Tricarde dans le quartier... et ailleurs?
Tristan, pour sa part, va encore plus loin. «Si on s'interpose dans un vestiaire en disant àun gamin qu'il ne ferait pas ça chez lui, la plupart du temps, on prend des risques. On n'est absolument pas sûr que l'éducateur va nous suivre, et encore moins notre hiérarchie en cas de pépin». Il se souvient ainsi de la grave agression commise au gymnase de Kérédern, l'été dernier. «Une vacataire a appelé les pompiers pour notre ami, qui était gravement blessé. Elle est aussitôt devenue tricarde dans le quartier, où elle ne peut plus travailler. Personne n'a rien fait pour elle». Mais si, aujourd'hui, ces deux agents aguerris ont choisi l'anonymat pour dire «que les terrains de foot sont devenus difficiles», c'est plus par peur des représailles en interne...
Le problème de l'alcool
Alors, ils réclament des postes doublés pour fermer les terrains, le soir venu. «On accuse toujours les jeunes. C'est trop facile.

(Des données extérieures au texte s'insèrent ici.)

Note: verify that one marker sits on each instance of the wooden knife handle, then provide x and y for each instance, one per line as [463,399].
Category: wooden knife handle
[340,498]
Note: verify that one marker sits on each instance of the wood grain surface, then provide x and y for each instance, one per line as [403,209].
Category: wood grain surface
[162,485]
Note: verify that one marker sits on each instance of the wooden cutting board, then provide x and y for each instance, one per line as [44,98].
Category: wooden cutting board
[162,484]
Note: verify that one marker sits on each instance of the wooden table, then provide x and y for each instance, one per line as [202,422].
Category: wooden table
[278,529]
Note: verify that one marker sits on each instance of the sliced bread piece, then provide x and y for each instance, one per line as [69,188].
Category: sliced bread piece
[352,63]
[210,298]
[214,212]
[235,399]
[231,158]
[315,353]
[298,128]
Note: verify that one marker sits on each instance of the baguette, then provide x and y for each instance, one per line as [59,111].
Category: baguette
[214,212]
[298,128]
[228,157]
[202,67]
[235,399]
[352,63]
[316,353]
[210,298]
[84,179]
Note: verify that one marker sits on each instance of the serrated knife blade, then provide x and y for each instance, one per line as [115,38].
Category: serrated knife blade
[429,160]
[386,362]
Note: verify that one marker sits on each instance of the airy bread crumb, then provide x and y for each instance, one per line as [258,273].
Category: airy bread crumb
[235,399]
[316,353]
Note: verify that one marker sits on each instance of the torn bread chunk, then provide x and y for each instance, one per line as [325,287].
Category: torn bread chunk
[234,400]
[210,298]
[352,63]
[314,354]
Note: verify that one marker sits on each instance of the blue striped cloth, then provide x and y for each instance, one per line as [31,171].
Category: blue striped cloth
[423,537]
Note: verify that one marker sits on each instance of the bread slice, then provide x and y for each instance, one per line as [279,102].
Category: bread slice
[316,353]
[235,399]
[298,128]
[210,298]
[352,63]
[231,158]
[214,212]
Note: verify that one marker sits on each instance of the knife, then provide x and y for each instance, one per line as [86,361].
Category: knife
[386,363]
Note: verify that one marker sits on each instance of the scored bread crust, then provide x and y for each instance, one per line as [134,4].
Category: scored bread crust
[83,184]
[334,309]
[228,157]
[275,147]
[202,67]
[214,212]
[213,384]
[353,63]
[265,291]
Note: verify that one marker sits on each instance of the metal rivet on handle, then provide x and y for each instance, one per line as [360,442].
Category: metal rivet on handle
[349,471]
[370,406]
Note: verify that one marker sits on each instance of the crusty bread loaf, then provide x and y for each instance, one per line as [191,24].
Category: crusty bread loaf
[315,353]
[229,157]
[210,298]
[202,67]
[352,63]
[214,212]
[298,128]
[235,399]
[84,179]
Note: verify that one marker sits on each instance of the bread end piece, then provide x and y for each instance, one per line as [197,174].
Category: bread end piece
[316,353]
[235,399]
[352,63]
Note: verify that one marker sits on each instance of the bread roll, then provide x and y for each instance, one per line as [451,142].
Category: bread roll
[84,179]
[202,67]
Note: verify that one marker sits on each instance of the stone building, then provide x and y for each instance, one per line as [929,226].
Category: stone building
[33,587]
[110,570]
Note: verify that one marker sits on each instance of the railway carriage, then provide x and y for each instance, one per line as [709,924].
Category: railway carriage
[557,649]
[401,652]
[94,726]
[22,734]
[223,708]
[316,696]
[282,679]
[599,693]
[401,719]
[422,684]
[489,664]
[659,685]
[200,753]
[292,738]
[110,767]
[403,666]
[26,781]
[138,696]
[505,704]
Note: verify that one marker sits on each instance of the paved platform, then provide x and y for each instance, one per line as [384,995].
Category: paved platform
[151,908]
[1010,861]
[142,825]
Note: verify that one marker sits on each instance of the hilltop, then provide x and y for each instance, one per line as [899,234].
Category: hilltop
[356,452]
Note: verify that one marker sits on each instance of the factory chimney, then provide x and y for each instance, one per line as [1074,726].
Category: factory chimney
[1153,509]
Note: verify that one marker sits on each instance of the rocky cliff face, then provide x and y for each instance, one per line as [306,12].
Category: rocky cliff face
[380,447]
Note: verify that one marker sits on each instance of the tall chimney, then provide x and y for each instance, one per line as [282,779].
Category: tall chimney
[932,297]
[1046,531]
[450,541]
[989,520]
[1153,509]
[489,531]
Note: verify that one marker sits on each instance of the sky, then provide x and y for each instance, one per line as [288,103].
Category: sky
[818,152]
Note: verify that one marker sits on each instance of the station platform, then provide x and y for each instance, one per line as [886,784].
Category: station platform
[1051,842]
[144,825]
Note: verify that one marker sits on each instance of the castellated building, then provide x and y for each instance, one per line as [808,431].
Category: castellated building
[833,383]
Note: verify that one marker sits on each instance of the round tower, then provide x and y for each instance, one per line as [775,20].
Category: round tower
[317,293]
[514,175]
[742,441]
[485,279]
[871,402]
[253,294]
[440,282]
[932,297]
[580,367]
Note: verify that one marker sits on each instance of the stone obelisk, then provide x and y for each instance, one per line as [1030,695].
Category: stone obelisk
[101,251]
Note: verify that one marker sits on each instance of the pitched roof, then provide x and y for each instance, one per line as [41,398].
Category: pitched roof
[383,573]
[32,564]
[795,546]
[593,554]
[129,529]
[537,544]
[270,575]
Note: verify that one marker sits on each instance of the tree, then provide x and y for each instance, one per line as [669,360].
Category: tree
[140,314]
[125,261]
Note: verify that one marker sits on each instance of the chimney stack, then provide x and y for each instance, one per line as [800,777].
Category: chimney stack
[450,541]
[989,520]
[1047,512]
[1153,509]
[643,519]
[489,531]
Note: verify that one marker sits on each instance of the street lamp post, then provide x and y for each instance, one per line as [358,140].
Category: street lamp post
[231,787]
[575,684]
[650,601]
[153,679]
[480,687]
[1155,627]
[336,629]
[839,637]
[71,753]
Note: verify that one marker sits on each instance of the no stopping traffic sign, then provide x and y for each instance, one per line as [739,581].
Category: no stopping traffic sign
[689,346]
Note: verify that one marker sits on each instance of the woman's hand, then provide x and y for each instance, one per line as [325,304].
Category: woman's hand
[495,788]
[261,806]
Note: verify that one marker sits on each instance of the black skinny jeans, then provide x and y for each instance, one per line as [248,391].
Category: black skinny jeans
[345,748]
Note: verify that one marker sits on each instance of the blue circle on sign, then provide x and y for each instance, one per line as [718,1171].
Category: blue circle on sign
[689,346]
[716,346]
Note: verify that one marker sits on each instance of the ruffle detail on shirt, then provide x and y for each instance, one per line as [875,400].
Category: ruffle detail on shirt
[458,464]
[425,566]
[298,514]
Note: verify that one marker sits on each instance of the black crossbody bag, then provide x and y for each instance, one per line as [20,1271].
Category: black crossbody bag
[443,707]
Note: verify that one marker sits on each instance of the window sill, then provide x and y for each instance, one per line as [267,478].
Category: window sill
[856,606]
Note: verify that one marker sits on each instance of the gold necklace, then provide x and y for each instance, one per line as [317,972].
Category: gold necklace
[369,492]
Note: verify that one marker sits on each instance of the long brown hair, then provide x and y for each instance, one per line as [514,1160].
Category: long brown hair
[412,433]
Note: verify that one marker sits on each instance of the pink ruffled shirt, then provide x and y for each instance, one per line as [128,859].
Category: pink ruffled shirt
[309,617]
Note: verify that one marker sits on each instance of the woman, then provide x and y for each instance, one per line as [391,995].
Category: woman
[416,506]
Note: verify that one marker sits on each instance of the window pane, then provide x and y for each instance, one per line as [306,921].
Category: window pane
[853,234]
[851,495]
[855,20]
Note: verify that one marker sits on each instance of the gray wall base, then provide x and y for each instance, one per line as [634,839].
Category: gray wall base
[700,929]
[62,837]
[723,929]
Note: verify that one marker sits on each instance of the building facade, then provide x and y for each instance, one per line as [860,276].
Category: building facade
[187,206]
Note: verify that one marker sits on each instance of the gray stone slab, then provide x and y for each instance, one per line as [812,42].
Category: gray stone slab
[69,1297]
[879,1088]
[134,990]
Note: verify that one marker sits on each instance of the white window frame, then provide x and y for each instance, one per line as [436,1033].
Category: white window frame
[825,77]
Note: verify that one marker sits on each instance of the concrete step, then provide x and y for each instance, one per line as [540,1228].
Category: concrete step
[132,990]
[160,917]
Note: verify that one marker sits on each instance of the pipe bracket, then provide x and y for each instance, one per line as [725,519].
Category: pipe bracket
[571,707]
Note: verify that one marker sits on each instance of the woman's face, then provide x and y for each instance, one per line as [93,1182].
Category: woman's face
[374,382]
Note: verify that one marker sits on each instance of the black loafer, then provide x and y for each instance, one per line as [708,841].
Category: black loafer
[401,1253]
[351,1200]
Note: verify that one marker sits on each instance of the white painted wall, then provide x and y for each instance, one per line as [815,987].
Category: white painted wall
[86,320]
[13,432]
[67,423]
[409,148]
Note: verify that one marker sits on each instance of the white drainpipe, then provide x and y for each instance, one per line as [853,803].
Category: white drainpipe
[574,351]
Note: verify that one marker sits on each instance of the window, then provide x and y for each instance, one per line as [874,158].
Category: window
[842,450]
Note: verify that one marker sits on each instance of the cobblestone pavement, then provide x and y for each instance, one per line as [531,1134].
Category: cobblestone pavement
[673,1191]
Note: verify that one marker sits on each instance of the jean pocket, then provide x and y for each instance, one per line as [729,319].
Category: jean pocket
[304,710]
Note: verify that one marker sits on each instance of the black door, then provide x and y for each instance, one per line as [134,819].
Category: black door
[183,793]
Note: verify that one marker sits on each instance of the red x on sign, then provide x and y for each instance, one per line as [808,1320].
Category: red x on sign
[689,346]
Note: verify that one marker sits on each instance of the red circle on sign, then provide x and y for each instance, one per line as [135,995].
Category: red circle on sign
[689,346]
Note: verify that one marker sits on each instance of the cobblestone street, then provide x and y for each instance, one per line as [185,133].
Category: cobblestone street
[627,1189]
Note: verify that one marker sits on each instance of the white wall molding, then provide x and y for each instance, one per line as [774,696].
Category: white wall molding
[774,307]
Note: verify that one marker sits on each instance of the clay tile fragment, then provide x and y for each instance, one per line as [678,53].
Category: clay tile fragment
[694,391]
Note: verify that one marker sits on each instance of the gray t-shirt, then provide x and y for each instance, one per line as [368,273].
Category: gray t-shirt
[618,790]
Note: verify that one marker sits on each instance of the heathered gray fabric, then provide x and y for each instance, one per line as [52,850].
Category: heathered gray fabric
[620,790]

La dernière fois que j'ai eu des problèmes, c'était avec des vétérans ivres morts», avance Tristan, qui évoque sans fard sa plus grande crainte: «Qu'un de nous reste sur le carreau un soir et que personne ne vienne le chercher». Comme lorsque les joueurs d'un club disparu depuis arrivaient avec des chiens d'attaque sur le bord de la touche, ou toutes ces bisbilles ici et là qui éclatent lors des matchs du dimanche. «Le foot, c'est devenu la guerre. Une sorte de guerre des clans» qui n'épargne manifestement aucun terrain du week-end des amateurs. «La violence est devenue inhérente au sport, on le voit partout même chez les champions. Ici, pratiquement, ce sont des arbitres agressés ou effrayés et des après-match qui dégénèrent dans l'alcool». Sans nier la gravité des incidents de samedi, les gardiens l'ont vue venir. Mais qui les a écoutés?
(*) À leur demande, les prénoms ont été modifiés.